Hello,
I am running 24 smokeping prober instances in different parts of my datacenter each located behind different firewalls. All of these 24 probers running pings againts a specific target. The ping frequency is 0.2s so 5 pings per seconds per target and 5x24 = 120 pings per second.
The target is rebooting every night and the reboot takes around 30s.
For some unknown reason all 24 smokeping_probers are not able to reach this target anymore after a reboot 14 days agon. They did not recover automatically.

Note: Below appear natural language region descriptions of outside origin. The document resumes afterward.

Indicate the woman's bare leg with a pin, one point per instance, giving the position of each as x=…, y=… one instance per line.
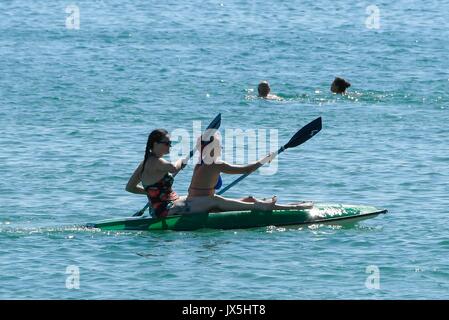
x=289, y=206
x=218, y=203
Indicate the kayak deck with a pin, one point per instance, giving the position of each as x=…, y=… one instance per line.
x=320, y=213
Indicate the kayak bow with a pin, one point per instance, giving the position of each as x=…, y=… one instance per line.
x=320, y=213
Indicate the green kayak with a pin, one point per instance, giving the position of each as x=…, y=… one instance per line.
x=320, y=213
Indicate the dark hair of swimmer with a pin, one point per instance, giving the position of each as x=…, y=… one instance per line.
x=155, y=136
x=339, y=85
x=263, y=89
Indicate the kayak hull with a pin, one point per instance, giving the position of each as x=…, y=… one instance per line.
x=319, y=214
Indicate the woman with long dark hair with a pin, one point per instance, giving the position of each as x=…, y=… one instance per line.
x=156, y=176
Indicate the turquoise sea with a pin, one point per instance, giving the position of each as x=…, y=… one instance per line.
x=76, y=106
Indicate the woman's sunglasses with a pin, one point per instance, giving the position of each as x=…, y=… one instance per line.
x=167, y=143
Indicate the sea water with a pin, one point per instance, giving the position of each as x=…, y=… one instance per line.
x=83, y=83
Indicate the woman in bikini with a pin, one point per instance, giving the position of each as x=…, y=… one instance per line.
x=207, y=172
x=156, y=176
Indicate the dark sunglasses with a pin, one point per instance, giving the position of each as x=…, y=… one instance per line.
x=167, y=143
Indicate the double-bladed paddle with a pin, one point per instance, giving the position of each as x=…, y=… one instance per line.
x=304, y=134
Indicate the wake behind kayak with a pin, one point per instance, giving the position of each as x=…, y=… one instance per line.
x=320, y=213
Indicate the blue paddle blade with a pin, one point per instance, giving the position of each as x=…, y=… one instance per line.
x=219, y=183
x=305, y=133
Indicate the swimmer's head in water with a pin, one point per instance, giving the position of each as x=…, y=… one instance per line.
x=339, y=85
x=263, y=89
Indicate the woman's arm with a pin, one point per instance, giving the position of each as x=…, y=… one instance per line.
x=165, y=166
x=133, y=183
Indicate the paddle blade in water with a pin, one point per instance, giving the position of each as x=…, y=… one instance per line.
x=305, y=133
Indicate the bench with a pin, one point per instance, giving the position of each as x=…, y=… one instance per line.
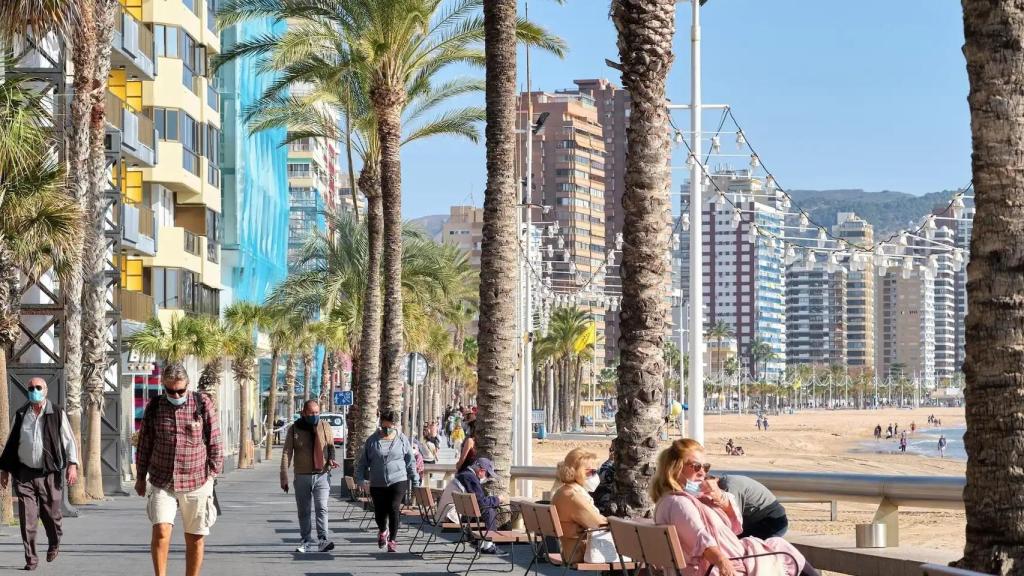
x=838, y=553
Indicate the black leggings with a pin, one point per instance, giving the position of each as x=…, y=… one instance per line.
x=387, y=504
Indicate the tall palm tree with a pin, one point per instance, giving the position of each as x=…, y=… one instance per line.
x=40, y=228
x=645, y=32
x=993, y=34
x=74, y=21
x=243, y=319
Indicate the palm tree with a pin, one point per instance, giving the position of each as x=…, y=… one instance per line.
x=40, y=227
x=242, y=320
x=645, y=32
x=993, y=36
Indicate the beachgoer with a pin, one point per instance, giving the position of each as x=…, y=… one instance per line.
x=309, y=448
x=576, y=508
x=388, y=467
x=708, y=520
x=763, y=516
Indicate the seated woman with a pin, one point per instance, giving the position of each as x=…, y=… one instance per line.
x=577, y=511
x=708, y=520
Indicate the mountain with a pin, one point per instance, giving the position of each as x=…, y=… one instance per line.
x=431, y=224
x=888, y=211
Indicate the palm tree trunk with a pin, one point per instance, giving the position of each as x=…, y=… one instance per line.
x=290, y=370
x=367, y=385
x=497, y=356
x=307, y=374
x=994, y=32
x=645, y=32
x=94, y=293
x=388, y=103
x=271, y=402
x=83, y=57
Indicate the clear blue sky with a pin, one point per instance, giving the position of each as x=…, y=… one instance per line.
x=868, y=94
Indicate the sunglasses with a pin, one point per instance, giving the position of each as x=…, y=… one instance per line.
x=697, y=466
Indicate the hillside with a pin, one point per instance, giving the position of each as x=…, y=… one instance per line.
x=888, y=211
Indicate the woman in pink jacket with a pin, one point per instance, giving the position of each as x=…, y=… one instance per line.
x=708, y=521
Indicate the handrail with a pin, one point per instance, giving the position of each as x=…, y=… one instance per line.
x=919, y=491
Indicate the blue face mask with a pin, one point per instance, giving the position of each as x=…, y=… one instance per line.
x=177, y=401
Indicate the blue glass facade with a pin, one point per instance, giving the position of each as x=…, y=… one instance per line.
x=255, y=183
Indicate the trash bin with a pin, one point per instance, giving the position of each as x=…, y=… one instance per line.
x=870, y=535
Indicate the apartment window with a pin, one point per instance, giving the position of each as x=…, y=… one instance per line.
x=166, y=38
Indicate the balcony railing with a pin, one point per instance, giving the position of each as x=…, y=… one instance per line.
x=136, y=305
x=190, y=243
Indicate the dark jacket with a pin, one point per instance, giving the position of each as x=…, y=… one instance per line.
x=54, y=457
x=472, y=484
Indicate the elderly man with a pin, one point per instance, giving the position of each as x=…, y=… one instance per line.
x=309, y=449
x=180, y=452
x=39, y=450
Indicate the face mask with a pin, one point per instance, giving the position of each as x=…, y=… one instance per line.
x=177, y=401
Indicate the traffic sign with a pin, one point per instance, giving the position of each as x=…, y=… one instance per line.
x=343, y=398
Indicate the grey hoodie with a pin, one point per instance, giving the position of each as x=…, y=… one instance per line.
x=384, y=462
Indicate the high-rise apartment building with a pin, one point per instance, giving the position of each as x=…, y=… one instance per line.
x=743, y=271
x=465, y=230
x=859, y=293
x=905, y=325
x=568, y=176
x=613, y=115
x=816, y=314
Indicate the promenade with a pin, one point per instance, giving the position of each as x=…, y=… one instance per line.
x=255, y=536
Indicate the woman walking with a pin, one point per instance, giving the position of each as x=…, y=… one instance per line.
x=388, y=465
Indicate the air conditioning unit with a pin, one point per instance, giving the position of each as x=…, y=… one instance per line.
x=112, y=142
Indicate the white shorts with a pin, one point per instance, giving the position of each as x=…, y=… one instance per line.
x=198, y=510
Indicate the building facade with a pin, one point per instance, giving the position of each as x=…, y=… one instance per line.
x=859, y=294
x=569, y=177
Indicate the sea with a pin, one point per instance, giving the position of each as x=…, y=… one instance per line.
x=925, y=442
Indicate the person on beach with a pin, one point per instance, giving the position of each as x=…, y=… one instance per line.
x=708, y=521
x=388, y=466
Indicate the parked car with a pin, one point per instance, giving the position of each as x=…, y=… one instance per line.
x=338, y=426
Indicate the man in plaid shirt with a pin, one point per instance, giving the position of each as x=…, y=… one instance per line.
x=179, y=450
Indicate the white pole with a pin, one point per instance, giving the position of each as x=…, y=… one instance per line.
x=525, y=487
x=696, y=251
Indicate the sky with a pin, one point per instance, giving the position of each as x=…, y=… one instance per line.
x=868, y=94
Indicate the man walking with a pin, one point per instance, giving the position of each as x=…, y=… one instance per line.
x=179, y=450
x=309, y=449
x=39, y=449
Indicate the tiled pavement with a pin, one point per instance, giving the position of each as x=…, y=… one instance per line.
x=255, y=536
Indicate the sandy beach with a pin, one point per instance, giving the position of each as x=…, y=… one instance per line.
x=825, y=441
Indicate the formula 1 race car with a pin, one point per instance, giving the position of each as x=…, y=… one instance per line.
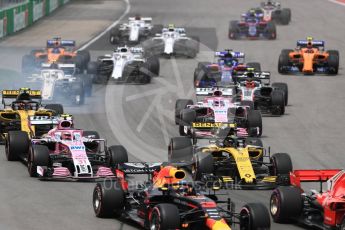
x=223, y=70
x=308, y=58
x=202, y=117
x=173, y=41
x=255, y=87
x=167, y=201
x=241, y=162
x=272, y=11
x=65, y=152
x=136, y=30
x=19, y=105
x=319, y=210
x=56, y=51
x=62, y=84
x=252, y=26
x=125, y=65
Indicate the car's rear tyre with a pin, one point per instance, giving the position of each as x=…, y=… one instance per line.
x=233, y=30
x=278, y=102
x=284, y=61
x=38, y=156
x=254, y=120
x=179, y=106
x=17, y=143
x=108, y=199
x=254, y=216
x=117, y=154
x=333, y=62
x=56, y=108
x=165, y=216
x=271, y=31
x=203, y=164
x=285, y=16
x=180, y=149
x=255, y=65
x=283, y=87
x=281, y=164
x=286, y=204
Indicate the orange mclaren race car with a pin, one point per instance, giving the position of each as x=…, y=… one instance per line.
x=57, y=51
x=167, y=201
x=309, y=57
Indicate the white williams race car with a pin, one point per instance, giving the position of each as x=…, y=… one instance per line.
x=137, y=29
x=125, y=65
x=59, y=83
x=173, y=41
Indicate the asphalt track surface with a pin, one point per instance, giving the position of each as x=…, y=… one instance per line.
x=141, y=117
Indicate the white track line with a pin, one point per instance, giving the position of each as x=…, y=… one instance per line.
x=342, y=3
x=128, y=8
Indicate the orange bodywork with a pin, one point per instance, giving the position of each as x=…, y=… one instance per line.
x=307, y=57
x=52, y=56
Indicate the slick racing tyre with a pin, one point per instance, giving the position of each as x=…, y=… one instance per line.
x=286, y=204
x=284, y=61
x=281, y=164
x=254, y=120
x=117, y=154
x=254, y=216
x=108, y=199
x=283, y=87
x=38, y=156
x=203, y=164
x=180, y=149
x=17, y=143
x=333, y=62
x=255, y=65
x=56, y=108
x=165, y=216
x=179, y=106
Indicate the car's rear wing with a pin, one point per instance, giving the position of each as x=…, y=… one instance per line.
x=43, y=120
x=226, y=91
x=264, y=77
x=232, y=53
x=35, y=94
x=139, y=167
x=64, y=43
x=146, y=19
x=316, y=44
x=311, y=175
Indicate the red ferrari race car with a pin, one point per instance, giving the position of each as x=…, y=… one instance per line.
x=166, y=201
x=317, y=209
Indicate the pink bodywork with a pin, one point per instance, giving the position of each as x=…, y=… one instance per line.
x=74, y=145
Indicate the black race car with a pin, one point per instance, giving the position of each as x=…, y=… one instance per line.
x=166, y=201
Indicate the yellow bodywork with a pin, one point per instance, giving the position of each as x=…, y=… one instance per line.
x=23, y=116
x=242, y=158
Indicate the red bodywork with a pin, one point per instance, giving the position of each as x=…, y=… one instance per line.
x=333, y=199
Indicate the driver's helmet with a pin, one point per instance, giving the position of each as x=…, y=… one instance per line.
x=66, y=136
x=23, y=97
x=56, y=50
x=310, y=42
x=250, y=83
x=269, y=3
x=251, y=13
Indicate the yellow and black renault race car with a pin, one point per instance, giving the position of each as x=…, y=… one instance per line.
x=241, y=162
x=19, y=116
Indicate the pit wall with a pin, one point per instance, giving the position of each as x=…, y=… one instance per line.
x=16, y=18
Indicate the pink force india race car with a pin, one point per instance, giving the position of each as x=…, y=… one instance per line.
x=66, y=153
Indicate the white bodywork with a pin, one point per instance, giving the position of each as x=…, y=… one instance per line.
x=169, y=36
x=49, y=77
x=121, y=57
x=135, y=26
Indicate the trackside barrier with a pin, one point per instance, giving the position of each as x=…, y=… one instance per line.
x=18, y=17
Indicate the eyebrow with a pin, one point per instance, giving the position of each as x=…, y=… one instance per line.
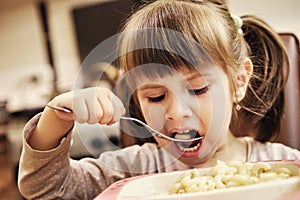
x=150, y=85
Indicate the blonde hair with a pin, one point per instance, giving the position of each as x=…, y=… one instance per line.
x=210, y=24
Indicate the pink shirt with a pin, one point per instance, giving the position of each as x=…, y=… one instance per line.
x=53, y=175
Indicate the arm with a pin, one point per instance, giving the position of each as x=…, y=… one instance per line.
x=45, y=168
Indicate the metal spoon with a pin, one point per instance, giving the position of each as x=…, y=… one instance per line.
x=151, y=130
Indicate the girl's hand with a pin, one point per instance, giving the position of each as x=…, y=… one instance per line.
x=90, y=105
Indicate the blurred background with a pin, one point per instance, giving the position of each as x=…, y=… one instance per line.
x=42, y=47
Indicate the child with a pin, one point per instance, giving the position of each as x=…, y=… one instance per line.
x=190, y=70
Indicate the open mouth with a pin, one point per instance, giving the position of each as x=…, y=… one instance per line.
x=187, y=146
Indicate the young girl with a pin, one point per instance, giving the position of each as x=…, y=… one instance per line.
x=191, y=69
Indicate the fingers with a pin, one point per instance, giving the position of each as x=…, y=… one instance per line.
x=97, y=105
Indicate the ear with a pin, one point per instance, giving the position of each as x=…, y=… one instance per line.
x=242, y=80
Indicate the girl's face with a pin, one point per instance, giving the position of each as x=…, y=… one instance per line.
x=185, y=103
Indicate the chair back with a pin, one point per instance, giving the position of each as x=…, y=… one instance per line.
x=290, y=127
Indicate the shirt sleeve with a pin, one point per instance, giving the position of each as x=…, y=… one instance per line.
x=258, y=151
x=53, y=175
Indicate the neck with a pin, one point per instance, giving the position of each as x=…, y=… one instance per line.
x=231, y=149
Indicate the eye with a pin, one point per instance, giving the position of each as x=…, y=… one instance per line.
x=157, y=99
x=199, y=91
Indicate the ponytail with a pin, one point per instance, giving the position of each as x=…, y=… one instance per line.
x=264, y=100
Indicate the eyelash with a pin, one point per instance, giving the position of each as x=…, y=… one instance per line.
x=156, y=99
x=192, y=92
x=199, y=91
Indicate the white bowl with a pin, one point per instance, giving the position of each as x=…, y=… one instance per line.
x=156, y=187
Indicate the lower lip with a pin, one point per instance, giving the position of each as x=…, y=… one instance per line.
x=188, y=154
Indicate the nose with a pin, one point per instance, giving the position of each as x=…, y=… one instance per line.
x=179, y=107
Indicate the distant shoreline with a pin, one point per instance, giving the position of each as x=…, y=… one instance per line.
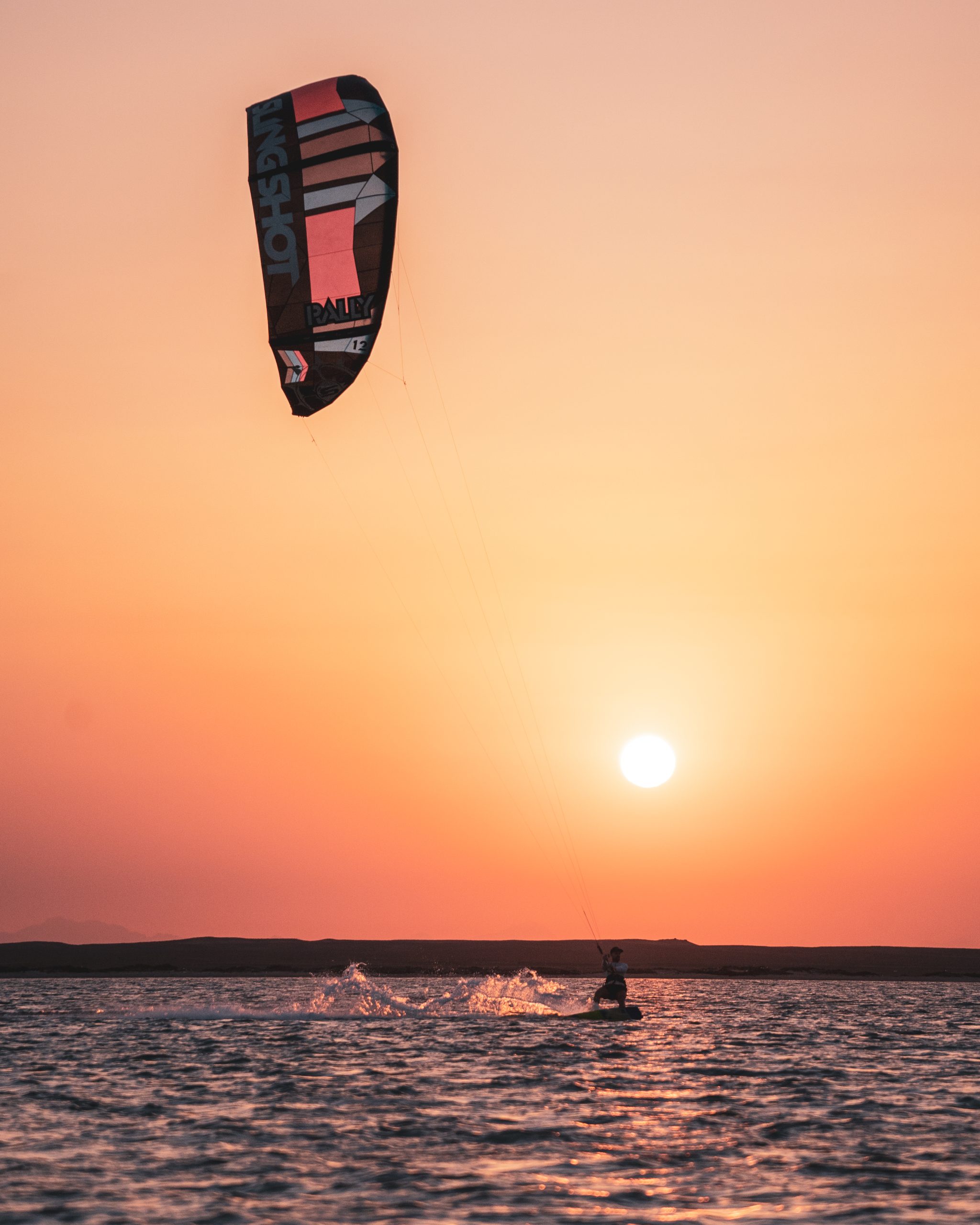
x=560, y=958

Only change to recover is to restart the smokeping_prober service.
on another smokeping_prober instance I did a tcpdump on the nexthop device and I noticed that there is not any icmp-request sent out by smokeping_prober to this specific target. However the same smokeping_prober instance is sending pings to other targets successfully and this smokeping_prober instance (RedHat 8) ins answering icmp requests from other smokeping_prober instances.
TL;DR:
- 1 target is pingend by 24 smokeping_prober 0.8.1 imnstances on RHEL 8
- The target reboots once a day and is dow for around 30s
- 14 days ago all 24 instances can not reach this traget anymore. tcpdump confirms they do NOT send any ICMP requests anymore to only this specific target
- systemctl restart smokeping_prober.service recovers the instance and target can be reached.
Any ideas why and how to investigate why from some reason 1 target can not be reached anymore at the same time for 24 smokeping_prober instances?
PS:
Of course - running "ping" on the RHEL8 system where smokeping_prober is installed can ping the target. The issue is, smokeping_prober stopped sending out pings to this target for some reason.